There’s more bad news for apartment investors – which means good news for renters – as rents plummet and availability of units soars in Sydney and Melbourne.
This is in stark contrast to stand-alone houses where rents are rising steadily and availability is contracting … except in Melbourne.
“Rental vacancy rates for houses remained low in most capitals over March, continuing to put upward pressure on rents as tenants desperately scramble to secure available properties,’ says Dr Andrew Wilson, Chief Economist with Archistar property analysts.
“Latest data from Archistar reveals that capital city house vacancy rates, with the exception of Melbourne, remained below 2.0% with Adelaide, Perth, Hobart, Darwin and Canberra remarkably all below 1.0% – and Brisbane just above,” he adds.
“Melbourne remains the exception with clearly the highest capital city house vacancy rate – and continuing to rise.
“Reflecting low vacancy rates, all capitals, again with the exception of Melbourne, have recorded increases in house rents over the past year. Canberra, where annual house rents were flat, however remains clearly the most expensive capital for tenants.

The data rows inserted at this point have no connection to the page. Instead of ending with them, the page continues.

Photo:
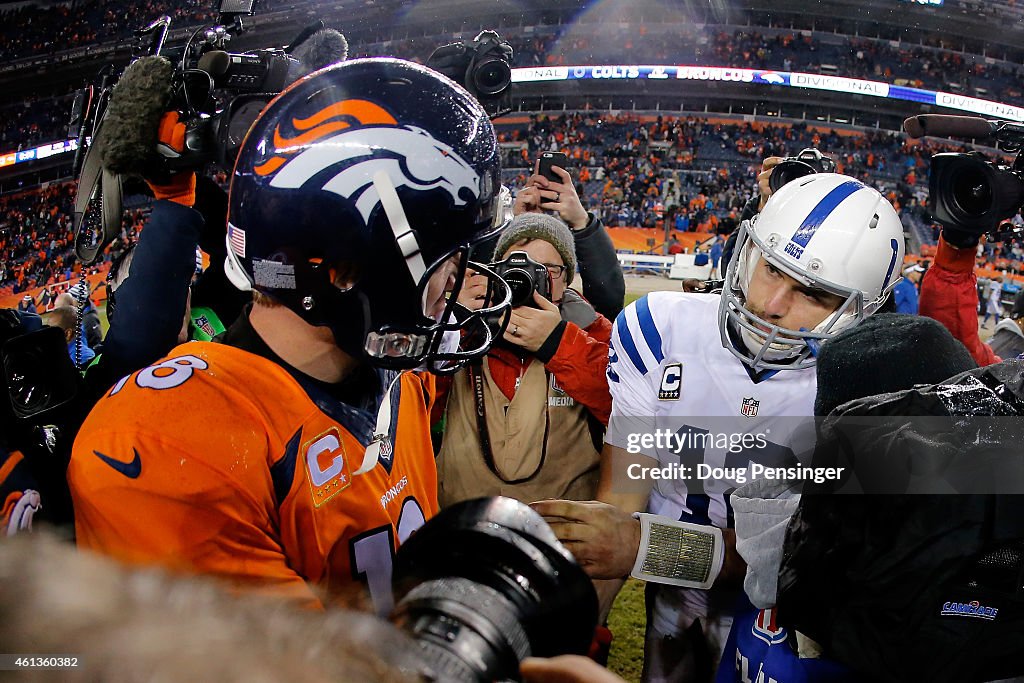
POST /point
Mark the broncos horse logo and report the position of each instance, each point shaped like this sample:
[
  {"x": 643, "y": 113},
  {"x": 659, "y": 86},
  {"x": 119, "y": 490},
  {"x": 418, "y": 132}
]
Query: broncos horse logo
[{"x": 370, "y": 140}]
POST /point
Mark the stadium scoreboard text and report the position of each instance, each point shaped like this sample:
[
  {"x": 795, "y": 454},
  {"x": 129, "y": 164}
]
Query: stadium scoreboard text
[{"x": 769, "y": 78}]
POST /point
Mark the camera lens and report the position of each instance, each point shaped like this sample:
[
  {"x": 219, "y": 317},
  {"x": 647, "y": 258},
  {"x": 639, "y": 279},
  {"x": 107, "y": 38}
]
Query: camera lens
[
  {"x": 970, "y": 190},
  {"x": 29, "y": 390},
  {"x": 491, "y": 77},
  {"x": 520, "y": 284},
  {"x": 485, "y": 584}
]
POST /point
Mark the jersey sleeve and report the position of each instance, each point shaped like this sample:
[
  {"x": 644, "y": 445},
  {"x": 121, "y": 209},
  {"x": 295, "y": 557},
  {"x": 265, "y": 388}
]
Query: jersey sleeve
[{"x": 635, "y": 354}]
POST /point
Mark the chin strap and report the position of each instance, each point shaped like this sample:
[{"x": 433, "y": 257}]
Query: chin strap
[
  {"x": 382, "y": 431},
  {"x": 403, "y": 235},
  {"x": 678, "y": 553}
]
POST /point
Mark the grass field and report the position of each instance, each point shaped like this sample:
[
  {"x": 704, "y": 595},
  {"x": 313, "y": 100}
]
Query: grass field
[{"x": 627, "y": 622}]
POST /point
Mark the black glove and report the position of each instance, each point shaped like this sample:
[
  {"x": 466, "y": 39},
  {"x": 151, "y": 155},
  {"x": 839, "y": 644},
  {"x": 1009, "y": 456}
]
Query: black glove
[{"x": 962, "y": 239}]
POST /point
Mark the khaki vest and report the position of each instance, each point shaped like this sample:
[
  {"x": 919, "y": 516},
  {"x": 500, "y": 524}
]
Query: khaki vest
[{"x": 516, "y": 431}]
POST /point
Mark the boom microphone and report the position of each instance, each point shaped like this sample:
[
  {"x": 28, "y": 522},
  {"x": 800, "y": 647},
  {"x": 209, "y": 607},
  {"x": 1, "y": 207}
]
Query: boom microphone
[
  {"x": 325, "y": 47},
  {"x": 941, "y": 125},
  {"x": 129, "y": 134}
]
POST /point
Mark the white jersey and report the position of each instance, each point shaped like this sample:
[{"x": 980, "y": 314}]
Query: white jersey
[{"x": 670, "y": 375}]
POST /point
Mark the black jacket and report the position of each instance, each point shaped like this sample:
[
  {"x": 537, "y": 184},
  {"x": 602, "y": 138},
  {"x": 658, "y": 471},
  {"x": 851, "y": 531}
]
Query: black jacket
[{"x": 904, "y": 587}]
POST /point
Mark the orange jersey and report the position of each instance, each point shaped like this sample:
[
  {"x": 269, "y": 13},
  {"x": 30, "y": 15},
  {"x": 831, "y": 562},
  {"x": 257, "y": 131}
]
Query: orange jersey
[{"x": 217, "y": 461}]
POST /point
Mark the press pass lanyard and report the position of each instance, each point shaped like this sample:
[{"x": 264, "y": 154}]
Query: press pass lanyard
[{"x": 476, "y": 376}]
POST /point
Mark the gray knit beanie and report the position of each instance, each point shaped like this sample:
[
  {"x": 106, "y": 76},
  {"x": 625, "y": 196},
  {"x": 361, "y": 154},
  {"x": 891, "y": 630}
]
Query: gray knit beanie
[{"x": 540, "y": 226}]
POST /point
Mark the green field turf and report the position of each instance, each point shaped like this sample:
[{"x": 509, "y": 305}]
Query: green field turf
[{"x": 627, "y": 619}]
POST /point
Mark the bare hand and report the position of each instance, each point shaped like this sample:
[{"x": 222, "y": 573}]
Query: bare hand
[
  {"x": 565, "y": 669},
  {"x": 603, "y": 539},
  {"x": 766, "y": 168},
  {"x": 529, "y": 328},
  {"x": 561, "y": 197},
  {"x": 474, "y": 291}
]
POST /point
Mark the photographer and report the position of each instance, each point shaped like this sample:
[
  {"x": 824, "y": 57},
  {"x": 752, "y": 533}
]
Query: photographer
[
  {"x": 525, "y": 422},
  {"x": 281, "y": 443},
  {"x": 600, "y": 272}
]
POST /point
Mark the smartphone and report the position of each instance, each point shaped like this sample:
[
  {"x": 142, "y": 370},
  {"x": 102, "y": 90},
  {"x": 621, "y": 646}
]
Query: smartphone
[{"x": 549, "y": 159}]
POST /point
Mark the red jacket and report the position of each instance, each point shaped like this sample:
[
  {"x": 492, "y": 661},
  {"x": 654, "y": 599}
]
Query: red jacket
[
  {"x": 579, "y": 365},
  {"x": 949, "y": 294}
]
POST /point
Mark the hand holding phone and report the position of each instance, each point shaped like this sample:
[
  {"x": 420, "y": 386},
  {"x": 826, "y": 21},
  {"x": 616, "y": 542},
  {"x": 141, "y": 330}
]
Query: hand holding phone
[{"x": 549, "y": 159}]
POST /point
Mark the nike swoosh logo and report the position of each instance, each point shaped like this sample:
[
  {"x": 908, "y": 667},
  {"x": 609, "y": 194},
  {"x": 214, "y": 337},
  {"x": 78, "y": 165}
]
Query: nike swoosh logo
[{"x": 130, "y": 470}]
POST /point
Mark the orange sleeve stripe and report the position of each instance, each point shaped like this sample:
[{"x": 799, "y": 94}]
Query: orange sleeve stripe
[{"x": 11, "y": 462}]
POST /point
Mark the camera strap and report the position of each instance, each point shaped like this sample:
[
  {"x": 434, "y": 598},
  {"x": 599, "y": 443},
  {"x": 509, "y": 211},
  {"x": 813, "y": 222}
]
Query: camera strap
[{"x": 476, "y": 377}]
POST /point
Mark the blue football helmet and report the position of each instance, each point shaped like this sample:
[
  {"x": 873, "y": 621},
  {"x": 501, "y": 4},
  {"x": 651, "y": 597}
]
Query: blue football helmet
[{"x": 354, "y": 202}]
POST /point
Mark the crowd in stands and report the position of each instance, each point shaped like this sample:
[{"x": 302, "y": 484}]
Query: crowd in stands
[
  {"x": 632, "y": 171},
  {"x": 37, "y": 240},
  {"x": 29, "y": 31},
  {"x": 570, "y": 44},
  {"x": 696, "y": 173},
  {"x": 33, "y": 122}
]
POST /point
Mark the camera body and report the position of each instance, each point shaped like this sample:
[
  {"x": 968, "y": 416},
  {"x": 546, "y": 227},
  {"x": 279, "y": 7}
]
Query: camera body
[
  {"x": 38, "y": 385},
  {"x": 523, "y": 275},
  {"x": 482, "y": 66},
  {"x": 969, "y": 193},
  {"x": 807, "y": 162}
]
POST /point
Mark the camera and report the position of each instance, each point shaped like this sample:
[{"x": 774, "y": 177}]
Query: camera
[
  {"x": 217, "y": 94},
  {"x": 968, "y": 191},
  {"x": 807, "y": 162},
  {"x": 523, "y": 275},
  {"x": 482, "y": 66},
  {"x": 485, "y": 584},
  {"x": 38, "y": 385}
]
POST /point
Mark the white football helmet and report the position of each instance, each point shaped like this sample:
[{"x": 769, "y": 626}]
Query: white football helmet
[{"x": 828, "y": 231}]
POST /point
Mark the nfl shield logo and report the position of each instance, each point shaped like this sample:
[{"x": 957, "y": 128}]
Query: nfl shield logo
[
  {"x": 750, "y": 408},
  {"x": 765, "y": 628}
]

“Unit vacancy rates also remain tight in most capitals with the notable of exception of Melbourne and Sydney where record-level inner-city apartment vacancies have resulted in sharply falling rents.
“Housing shortages and sharply higher rents have emerged in most capitals with the exception of Melbourne where interstate migration shifts and a CBD apartment glut are providing relief for local tenants.
“Similarly, Sydney’s inner city apartment market also reflecting the impacts of border restrictions is providing more choices and lower rents for tenants – with no relief for landlords in sight.”